Facts about Robert Conrad
Robert Conrad Biography
Actor Robert Conrad specialized in playing resourceful tough guys throughout his long TV career.
He starred in two especially popular TV series, playing special agent James T. West in The Wild Wild West (1965-70) and flying ace ‘Pappy’ Boyington in the World War II series Baa Baa Black Sheep (1976-77). The Wild Wild West stayed in reruns for years, with Conrad as a 19th-century James Bond-style secret agent serving at the pleasure of President U.S. Grant. (The series was remade into a 1999 movie starring Will Smith as West.)
Robert Conrad’s films include Thundering Jets (1958), Murph the Surf (1975, also known as Live a Little, Steal a Lot) and the 1982 TV movie Will: The Autobiography of G. Gordon Liddy (with, Conrad as G. Gordon Liddy). But he is best remembered for his TV hits.
A 2003 car crash left Conrad with nerve damage and partly paralyzed; police said Conrad was driving with a blood alcohol level of 0.22, three times the legal limit. He pled no contest and in 2004 was sentenced to six months of house arrest and five years of probation.
Extra credit
Robert Conrad was a spokesman for Eveready Batteries during the late 1970s.
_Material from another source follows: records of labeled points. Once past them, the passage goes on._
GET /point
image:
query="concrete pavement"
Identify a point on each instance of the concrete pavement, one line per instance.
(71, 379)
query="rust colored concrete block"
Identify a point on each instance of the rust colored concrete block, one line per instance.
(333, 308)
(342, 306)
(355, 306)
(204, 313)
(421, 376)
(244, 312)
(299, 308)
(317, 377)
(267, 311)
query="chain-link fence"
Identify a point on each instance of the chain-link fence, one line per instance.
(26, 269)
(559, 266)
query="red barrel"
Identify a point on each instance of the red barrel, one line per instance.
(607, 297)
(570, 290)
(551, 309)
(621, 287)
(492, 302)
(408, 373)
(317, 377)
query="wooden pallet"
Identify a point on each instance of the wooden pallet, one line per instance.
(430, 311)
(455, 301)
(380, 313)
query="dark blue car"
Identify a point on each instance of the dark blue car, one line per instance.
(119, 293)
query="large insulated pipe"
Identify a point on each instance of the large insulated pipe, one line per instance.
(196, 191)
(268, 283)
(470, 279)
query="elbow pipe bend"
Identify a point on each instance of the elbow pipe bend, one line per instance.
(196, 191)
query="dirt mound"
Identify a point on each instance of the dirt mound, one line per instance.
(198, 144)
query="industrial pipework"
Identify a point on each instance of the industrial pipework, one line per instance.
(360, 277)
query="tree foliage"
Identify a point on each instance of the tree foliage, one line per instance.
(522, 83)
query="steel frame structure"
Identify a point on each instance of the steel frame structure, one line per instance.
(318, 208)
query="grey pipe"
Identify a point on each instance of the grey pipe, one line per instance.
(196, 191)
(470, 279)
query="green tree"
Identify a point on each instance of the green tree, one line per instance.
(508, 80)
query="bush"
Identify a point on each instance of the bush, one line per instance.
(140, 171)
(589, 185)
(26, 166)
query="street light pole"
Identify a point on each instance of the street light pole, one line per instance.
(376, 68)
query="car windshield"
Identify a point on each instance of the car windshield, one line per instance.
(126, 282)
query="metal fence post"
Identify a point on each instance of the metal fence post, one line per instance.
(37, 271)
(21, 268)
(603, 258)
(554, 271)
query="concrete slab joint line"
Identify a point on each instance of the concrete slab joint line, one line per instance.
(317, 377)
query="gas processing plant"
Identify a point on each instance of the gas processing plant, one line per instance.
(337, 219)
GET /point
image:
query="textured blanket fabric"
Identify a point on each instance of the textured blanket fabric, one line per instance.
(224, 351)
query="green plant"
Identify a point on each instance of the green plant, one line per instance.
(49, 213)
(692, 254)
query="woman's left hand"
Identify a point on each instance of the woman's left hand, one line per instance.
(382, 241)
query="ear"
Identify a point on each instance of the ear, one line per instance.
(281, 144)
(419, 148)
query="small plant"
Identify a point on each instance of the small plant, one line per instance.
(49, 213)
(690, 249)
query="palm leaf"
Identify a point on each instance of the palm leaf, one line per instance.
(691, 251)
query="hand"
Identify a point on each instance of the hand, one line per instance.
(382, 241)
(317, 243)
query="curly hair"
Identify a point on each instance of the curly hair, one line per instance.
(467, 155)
He appeared in a series of ads with a battery perched on his shoulder, challenging viewers to knock it off with the tag line, “Go ahead, I dare ya”… Robert Conrad was married twice: to Joan Kenlay from 1952 until their divorce in 1977, and to LaVelda Fann from 1983 until their divorce in 2010. He had five children with Joan Kenlay and three with LaVelda Fann; his New York Times obituary said that he had 18 grandchildren at the time of his death… The same NY Times obituary quoted Conrad as once saying, “I’m only about 5-feet-8 and only weigh 165 pounds”… Robert Conrad began hosting a weekly digital radio show, PM Show With Robert Conrad, in 2007.